Finalmente, y al cabo de una hora de esforzarse con la composición, el doctor Buckleby cedió y permitió que su alumno bajara el instrumento.

—Parece ser que todavía queda mucho por aprender.

—Sí, señor. —Arthur tenía la sensación de haber defraudado a aquel hombre.

—Bueno, se nos ha acabado el tiempo. Guarde su instrumento.

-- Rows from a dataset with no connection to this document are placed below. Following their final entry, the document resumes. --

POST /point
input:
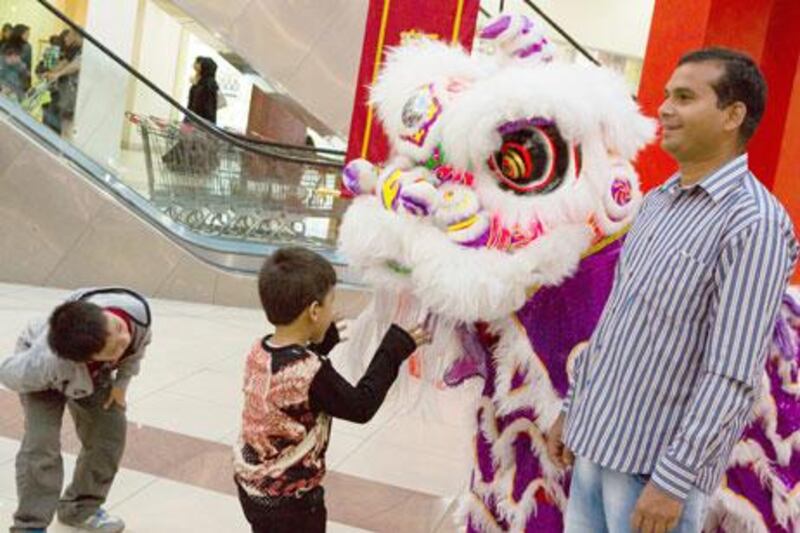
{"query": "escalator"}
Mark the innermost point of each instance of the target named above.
(298, 46)
(180, 210)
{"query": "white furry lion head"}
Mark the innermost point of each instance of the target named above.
(505, 165)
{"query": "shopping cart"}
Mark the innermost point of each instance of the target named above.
(211, 185)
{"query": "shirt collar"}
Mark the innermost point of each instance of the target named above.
(719, 183)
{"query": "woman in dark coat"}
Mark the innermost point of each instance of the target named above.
(195, 152)
(203, 93)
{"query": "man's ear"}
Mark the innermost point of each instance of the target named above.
(735, 115)
(313, 311)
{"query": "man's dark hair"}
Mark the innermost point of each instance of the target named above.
(78, 330)
(290, 280)
(741, 81)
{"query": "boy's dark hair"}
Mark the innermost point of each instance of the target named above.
(741, 81)
(77, 331)
(290, 280)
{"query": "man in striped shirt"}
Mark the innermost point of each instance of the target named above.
(667, 382)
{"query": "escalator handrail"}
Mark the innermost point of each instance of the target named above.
(293, 147)
(214, 130)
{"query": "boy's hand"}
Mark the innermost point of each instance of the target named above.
(341, 326)
(420, 335)
(558, 453)
(117, 396)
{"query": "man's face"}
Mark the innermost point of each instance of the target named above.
(693, 126)
(118, 339)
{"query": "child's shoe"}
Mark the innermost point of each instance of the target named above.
(100, 522)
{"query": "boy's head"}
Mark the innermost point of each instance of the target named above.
(296, 288)
(82, 331)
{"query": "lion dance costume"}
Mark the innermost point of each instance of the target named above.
(501, 213)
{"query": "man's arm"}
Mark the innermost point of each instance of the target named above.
(751, 277)
(332, 394)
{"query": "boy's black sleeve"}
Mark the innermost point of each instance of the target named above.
(328, 343)
(332, 394)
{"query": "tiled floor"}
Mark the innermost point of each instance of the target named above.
(400, 472)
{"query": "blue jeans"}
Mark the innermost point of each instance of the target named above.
(602, 500)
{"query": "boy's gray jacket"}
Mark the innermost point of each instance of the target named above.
(34, 367)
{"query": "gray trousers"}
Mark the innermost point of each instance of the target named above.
(40, 468)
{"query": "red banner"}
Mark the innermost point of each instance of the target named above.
(389, 22)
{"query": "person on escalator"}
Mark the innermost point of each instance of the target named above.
(14, 76)
(64, 80)
(6, 34)
(195, 152)
(291, 391)
(204, 90)
(20, 36)
(83, 358)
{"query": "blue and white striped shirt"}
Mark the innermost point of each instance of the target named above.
(669, 377)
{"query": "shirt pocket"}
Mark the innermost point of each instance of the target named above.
(679, 293)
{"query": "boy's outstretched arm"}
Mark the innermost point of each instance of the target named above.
(332, 394)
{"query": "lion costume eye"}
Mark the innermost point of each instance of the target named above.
(533, 159)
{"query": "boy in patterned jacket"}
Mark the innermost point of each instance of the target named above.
(291, 391)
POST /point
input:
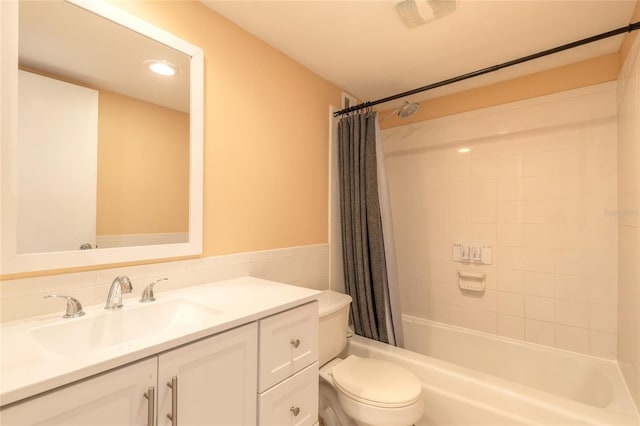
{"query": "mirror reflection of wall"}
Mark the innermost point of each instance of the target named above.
(141, 175)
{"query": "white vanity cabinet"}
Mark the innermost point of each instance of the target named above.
(255, 367)
(213, 381)
(288, 368)
(113, 398)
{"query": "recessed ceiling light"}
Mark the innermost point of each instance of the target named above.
(162, 67)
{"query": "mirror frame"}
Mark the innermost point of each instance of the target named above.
(12, 262)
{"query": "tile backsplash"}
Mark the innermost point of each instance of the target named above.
(538, 184)
(306, 266)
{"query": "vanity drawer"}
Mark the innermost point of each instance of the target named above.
(288, 342)
(293, 402)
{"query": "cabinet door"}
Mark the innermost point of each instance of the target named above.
(293, 402)
(115, 398)
(288, 343)
(215, 380)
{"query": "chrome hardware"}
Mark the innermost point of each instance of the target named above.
(147, 293)
(173, 416)
(74, 307)
(151, 406)
(121, 284)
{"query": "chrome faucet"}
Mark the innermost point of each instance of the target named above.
(147, 293)
(121, 284)
(74, 307)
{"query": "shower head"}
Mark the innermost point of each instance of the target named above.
(408, 109)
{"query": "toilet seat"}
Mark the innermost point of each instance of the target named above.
(376, 382)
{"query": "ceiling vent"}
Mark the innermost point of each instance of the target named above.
(414, 13)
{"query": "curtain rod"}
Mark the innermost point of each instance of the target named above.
(626, 29)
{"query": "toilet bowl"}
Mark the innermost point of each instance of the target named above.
(360, 391)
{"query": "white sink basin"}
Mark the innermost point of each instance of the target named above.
(79, 335)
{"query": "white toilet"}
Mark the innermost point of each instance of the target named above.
(360, 391)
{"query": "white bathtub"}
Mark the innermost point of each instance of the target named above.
(471, 378)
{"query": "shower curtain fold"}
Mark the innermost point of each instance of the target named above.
(363, 241)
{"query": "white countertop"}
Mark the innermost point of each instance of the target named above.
(27, 368)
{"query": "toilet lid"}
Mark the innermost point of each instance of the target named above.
(376, 382)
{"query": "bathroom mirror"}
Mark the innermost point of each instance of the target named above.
(141, 173)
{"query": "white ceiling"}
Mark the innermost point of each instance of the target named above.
(66, 41)
(364, 48)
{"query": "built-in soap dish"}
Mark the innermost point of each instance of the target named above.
(471, 281)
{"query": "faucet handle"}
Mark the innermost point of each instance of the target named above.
(74, 307)
(147, 293)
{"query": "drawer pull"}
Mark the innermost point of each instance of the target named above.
(151, 406)
(173, 416)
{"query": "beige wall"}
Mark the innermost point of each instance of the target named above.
(143, 167)
(629, 221)
(266, 134)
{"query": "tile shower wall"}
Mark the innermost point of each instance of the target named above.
(629, 221)
(305, 266)
(539, 184)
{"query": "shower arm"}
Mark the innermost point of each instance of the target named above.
(626, 29)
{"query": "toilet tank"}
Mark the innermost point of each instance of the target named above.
(334, 319)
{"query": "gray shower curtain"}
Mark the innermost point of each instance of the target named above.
(363, 242)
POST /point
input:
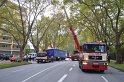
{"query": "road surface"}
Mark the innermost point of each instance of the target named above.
(64, 71)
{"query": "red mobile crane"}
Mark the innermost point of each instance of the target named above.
(92, 55)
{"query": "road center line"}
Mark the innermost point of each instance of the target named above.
(105, 79)
(62, 78)
(39, 73)
(70, 69)
(18, 70)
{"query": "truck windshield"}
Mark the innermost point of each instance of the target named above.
(90, 48)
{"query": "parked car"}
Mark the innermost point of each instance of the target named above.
(15, 58)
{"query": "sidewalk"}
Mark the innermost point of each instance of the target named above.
(4, 61)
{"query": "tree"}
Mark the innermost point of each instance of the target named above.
(109, 17)
(21, 24)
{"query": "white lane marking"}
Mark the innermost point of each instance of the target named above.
(70, 69)
(62, 78)
(39, 73)
(18, 70)
(105, 79)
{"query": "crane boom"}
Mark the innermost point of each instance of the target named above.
(75, 38)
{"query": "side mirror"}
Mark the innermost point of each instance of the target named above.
(107, 47)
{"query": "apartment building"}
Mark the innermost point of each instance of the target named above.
(7, 45)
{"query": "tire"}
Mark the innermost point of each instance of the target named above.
(101, 71)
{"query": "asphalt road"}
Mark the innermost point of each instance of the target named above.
(64, 71)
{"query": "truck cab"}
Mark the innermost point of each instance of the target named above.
(93, 57)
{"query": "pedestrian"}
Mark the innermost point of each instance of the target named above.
(109, 58)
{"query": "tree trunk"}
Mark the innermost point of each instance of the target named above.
(118, 49)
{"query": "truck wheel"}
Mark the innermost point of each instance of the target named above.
(37, 61)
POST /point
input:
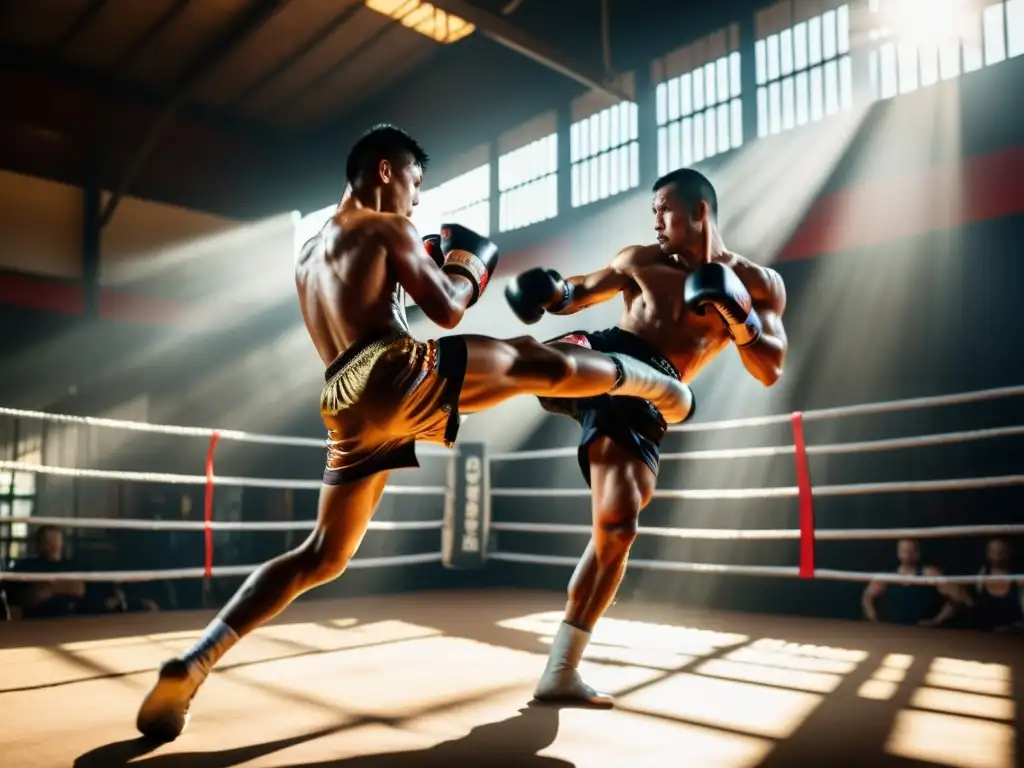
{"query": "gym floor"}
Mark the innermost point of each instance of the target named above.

Arthur volvió a colocar el violín en su estuche en silencio, mientras el doctor Buckleby retiraba la nueva pieza musical del atril y se quedaba de pie junto a la puerta. Acompañó a Arthur desde la habitación hasta la entrada de la casa y mantuvo la puerta de la calle abierta. Arthur salió fuera de la casita; luego se dio la vuelta con vacilación y le tendió la mano al doctor Buckleby.

—Adiós entonces, señor.

—Adiós, joven Wesley. —El maestro le dio un fuerte apretón de manos—. Recuerde, mantenga la espalda recta y la partitura alta.

—Sí, señor.

—Y… esto es para usted. —Las toscas mejillas del doctor Buckleby se ruborizaron cuando éste le entregó la nueva pieza de música a su alumno. Arthur la aceptó y le dio las gracias con un movimiento de la cabeza.

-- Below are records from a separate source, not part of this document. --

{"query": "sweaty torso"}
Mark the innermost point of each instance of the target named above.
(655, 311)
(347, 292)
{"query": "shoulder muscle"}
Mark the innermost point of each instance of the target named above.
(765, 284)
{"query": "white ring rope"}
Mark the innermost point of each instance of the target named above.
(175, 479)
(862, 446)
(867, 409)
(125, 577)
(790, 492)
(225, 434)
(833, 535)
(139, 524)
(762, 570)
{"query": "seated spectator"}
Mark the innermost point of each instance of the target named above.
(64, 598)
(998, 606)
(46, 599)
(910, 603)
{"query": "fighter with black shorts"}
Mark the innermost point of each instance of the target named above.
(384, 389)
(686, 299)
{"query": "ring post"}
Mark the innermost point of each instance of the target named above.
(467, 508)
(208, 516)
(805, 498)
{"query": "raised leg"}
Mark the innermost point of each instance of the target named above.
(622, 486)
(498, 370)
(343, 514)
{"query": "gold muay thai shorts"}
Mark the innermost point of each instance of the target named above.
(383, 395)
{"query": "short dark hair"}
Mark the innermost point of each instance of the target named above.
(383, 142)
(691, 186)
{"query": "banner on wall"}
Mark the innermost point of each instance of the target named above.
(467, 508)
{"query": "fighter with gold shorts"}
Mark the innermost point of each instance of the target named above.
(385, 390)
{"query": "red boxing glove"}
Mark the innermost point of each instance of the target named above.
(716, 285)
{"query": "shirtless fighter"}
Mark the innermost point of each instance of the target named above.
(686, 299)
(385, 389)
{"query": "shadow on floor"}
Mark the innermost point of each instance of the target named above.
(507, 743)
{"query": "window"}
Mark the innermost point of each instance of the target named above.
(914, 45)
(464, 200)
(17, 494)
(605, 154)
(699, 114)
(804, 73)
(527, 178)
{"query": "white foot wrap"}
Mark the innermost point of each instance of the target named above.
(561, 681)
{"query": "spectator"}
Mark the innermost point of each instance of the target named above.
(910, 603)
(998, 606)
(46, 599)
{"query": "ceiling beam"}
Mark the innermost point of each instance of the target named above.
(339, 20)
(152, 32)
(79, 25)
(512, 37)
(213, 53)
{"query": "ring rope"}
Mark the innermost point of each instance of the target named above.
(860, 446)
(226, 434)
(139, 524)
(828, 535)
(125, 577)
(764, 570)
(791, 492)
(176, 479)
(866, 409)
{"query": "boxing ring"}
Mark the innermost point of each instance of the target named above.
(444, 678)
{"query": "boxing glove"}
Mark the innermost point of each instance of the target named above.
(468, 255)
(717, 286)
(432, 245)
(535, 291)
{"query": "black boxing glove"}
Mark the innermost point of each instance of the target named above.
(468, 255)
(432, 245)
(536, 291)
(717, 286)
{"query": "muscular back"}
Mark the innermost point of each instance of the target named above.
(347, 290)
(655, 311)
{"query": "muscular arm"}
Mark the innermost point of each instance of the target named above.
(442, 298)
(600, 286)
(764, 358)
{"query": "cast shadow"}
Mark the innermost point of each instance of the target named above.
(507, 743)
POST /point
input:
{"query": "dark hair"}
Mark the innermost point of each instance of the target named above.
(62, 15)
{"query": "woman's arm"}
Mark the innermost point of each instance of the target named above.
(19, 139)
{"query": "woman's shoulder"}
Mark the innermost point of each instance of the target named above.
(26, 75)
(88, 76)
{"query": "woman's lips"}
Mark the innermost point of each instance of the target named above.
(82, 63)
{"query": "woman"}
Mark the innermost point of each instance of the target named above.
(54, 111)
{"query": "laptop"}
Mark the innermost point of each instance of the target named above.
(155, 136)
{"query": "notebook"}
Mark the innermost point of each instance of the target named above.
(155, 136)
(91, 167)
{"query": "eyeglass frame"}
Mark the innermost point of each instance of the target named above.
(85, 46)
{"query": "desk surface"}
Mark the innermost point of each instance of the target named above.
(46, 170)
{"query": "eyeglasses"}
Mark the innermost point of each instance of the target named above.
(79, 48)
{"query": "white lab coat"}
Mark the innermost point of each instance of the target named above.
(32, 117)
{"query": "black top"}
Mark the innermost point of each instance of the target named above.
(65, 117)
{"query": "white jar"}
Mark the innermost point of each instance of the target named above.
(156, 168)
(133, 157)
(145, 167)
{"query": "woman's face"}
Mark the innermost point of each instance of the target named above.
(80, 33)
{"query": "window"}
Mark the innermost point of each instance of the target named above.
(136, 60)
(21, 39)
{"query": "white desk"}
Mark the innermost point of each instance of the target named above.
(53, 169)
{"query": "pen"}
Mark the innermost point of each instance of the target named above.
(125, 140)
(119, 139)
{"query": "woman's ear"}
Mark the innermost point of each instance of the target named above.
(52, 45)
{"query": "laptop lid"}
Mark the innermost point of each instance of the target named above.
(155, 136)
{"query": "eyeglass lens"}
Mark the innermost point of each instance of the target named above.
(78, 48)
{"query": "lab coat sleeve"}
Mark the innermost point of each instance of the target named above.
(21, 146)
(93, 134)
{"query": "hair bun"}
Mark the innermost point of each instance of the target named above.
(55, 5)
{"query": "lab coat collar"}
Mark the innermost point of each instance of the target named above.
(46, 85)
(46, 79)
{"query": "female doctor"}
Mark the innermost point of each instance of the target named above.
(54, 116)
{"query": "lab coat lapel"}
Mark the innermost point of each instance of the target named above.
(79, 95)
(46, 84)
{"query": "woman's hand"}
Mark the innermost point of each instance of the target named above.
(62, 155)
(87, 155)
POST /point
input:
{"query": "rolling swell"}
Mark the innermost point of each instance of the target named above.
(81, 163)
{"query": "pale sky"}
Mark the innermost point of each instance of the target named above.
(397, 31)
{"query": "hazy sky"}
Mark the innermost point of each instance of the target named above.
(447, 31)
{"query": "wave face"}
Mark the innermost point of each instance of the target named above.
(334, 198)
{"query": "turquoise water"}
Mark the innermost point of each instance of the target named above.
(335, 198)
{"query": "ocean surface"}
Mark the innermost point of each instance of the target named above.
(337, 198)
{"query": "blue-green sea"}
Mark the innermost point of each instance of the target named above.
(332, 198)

—Es usted muy amable. ¿Puedo preguntar quién la compuso, señor?

—Fui yo —respondió el doctor Buckleby con una sonrisa—. La escribí para usted. Quizás algún día, cuando haya logrado dominarla, pueda venir a tocarla para mí.

A Arthur se le partió el corazón, henchido de gratitud por la amabilidad de aquel hombre.

—No sé qué decir.

—En ese caso, le deseo un buen día, señor. Debo prepararme para mi próximo alumno.

Ambos sabían que eso no era cierto. Los sábados no había más alumnos. Arthur se despidió, enfiló hacia el sendero y oyó que la puerta se cerraba suavemente a sus espaldas.